From 494 to 497 the Isaurians closed themselves in their fortresses in the Isaurian mountains, where they were kept supplied by Longinus of Selinus through the port of Antioch.

In 497 John the Scythian killed Longinus of Cardala and Athenodorus, whose heads were exposed on a spear in Tarsus, thus effectively ending the war. In 498, John Gibbo captured the last enemy leaders, Longinus of Selinus and Indes, and sent them to the Emperor, who paraded them along the main road of Constantinople to the Hippodrome, where they had to perform the proskynesis in front of the imperial kathisma.

== Aftermath ==
In 495, Emperor Anastasius I told Patriarch Euphemius that he was tired of war. Euphemius reported this to John, the son-in-law of the Isaurian leader Athenodorus, who referred it back to Anastasius. The emperor had come into conflict with Euphemius before ascending to the throne; furthermore, Anastasius, who had Monophysite sympathies, had been forced by Euphemius to sign a declaration of orthodoxy before being crowned. For these reasons he decided to accuse Euphemius of treason for revealing plans to the enemy. In 496, Euphemius was excommunicated and deposed.

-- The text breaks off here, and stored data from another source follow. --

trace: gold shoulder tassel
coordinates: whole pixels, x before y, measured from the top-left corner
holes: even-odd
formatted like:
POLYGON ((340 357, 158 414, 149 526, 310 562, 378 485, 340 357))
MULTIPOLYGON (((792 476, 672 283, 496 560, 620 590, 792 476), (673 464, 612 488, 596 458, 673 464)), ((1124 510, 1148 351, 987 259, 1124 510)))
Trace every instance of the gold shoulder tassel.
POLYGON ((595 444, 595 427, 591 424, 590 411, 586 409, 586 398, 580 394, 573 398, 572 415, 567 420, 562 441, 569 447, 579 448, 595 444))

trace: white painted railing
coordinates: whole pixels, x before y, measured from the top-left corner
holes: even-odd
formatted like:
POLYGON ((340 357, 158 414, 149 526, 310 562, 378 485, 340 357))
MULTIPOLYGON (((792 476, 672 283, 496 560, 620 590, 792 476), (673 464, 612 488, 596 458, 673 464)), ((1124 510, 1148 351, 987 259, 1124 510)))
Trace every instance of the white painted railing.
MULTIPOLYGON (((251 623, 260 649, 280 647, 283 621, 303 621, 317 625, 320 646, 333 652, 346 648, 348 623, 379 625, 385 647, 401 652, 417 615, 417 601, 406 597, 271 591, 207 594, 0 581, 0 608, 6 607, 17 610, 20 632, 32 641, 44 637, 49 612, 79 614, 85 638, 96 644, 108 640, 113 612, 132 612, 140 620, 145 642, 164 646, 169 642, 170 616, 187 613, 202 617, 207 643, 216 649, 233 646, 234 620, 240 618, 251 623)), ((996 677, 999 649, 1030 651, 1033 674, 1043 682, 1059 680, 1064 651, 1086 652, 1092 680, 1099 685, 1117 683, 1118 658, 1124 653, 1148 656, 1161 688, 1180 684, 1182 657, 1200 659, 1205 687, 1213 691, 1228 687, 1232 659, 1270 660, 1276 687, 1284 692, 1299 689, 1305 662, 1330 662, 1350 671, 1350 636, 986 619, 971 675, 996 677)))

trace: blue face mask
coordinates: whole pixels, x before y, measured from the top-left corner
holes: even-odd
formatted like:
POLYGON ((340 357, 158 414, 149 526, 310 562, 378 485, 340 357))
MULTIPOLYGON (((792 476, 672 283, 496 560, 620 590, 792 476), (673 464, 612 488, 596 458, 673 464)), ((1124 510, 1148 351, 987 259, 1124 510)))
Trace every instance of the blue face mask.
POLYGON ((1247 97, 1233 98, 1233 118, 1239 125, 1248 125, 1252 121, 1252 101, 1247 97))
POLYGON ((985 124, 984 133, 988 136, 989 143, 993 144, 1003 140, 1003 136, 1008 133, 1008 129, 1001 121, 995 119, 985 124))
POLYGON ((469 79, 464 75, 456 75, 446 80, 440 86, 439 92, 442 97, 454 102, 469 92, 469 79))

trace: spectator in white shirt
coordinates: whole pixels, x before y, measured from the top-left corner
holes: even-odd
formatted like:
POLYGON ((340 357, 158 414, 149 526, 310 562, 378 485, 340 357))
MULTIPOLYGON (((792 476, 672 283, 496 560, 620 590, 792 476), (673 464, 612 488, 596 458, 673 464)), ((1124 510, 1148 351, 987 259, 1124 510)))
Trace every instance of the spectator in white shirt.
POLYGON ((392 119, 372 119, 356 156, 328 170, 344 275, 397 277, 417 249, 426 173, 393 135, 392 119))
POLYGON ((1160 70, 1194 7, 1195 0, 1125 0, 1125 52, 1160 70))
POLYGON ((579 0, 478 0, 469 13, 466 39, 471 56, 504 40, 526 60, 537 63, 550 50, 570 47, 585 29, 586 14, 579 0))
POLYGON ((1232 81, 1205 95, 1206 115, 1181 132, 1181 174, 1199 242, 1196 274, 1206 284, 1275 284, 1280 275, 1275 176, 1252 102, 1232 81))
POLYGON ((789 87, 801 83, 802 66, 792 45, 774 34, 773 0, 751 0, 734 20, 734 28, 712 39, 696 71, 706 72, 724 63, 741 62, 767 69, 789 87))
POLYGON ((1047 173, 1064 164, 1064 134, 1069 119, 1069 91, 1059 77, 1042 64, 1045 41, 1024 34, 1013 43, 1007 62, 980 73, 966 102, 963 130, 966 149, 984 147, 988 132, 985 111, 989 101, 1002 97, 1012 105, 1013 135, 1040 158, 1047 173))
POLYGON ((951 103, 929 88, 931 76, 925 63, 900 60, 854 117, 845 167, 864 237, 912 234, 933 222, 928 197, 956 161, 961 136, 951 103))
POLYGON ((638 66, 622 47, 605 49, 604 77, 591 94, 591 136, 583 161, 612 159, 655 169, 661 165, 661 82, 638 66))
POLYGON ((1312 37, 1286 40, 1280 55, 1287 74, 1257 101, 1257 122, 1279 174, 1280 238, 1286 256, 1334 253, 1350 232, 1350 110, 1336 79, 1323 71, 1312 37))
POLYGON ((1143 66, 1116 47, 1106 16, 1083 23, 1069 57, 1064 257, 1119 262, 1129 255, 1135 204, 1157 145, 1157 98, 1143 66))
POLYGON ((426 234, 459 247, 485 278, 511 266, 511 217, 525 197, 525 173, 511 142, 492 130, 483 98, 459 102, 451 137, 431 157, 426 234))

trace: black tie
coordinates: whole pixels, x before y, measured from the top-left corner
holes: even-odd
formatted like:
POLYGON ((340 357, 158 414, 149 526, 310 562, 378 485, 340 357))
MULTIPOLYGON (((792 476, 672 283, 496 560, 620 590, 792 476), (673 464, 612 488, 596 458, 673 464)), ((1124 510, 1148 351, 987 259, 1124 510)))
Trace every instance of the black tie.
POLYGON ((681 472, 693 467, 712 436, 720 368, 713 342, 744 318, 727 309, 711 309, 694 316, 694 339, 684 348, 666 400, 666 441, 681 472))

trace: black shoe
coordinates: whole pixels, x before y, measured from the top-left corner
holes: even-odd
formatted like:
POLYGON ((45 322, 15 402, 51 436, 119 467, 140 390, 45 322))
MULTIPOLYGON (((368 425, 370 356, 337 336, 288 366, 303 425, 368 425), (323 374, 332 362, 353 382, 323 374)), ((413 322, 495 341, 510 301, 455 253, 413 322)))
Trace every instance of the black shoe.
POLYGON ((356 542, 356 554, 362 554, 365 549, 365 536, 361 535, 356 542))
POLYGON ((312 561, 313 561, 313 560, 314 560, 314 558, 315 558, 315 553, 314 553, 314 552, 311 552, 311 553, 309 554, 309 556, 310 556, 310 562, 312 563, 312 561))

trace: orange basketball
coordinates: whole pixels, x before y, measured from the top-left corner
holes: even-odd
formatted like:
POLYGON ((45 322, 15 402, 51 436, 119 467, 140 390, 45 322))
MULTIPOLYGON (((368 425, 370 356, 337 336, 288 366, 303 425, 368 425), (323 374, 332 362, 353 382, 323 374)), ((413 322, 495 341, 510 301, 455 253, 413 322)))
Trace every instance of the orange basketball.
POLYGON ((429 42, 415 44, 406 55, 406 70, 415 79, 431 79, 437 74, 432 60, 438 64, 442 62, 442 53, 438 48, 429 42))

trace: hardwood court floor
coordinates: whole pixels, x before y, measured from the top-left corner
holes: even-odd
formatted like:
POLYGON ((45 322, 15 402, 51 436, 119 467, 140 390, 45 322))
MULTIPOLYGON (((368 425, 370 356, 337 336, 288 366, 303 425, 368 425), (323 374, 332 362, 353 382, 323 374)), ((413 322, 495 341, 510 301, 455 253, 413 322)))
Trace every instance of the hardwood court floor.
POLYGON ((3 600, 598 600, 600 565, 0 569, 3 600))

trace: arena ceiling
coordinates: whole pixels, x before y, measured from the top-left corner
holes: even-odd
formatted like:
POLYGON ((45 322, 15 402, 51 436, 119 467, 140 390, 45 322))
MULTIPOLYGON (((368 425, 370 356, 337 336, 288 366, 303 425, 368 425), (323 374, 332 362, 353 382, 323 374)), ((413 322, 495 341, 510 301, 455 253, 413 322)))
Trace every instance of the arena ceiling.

After the war Anastasius rewarded his generals with the consulship: John the Scythian held the post in 498 and John Gibbo in 499. Anastasius also ordered the architect Aetherius to build the Chalke Gate to the Great Palace of Constantinople to celebrate the victory, and the poet Christodorus commemorated the war in a now-lost poem in six books, entitled Isaurica.

== Bibliography ==
- John Bagnell Bury, History of the Later Roman Empire, BiblioBazaar, LLC, 2009, ISBN 1-113-20102-9, p. 433.
- Brian Croke, Count Marcellinus and His Chronicle, Oxford University Press, 2001, ISBN 0-19-815001-6, pp. 137-138.
- Jones, Arnold Hugh Martin, John Robert Martindale, John Morris, "Fl. Ioannes qui et Gibbus 93", The Prosopography of the Later Roman Empire, volume 2, Cambridge University Press, 1992, ISBN 0-521-20159-4, pp. 617-618.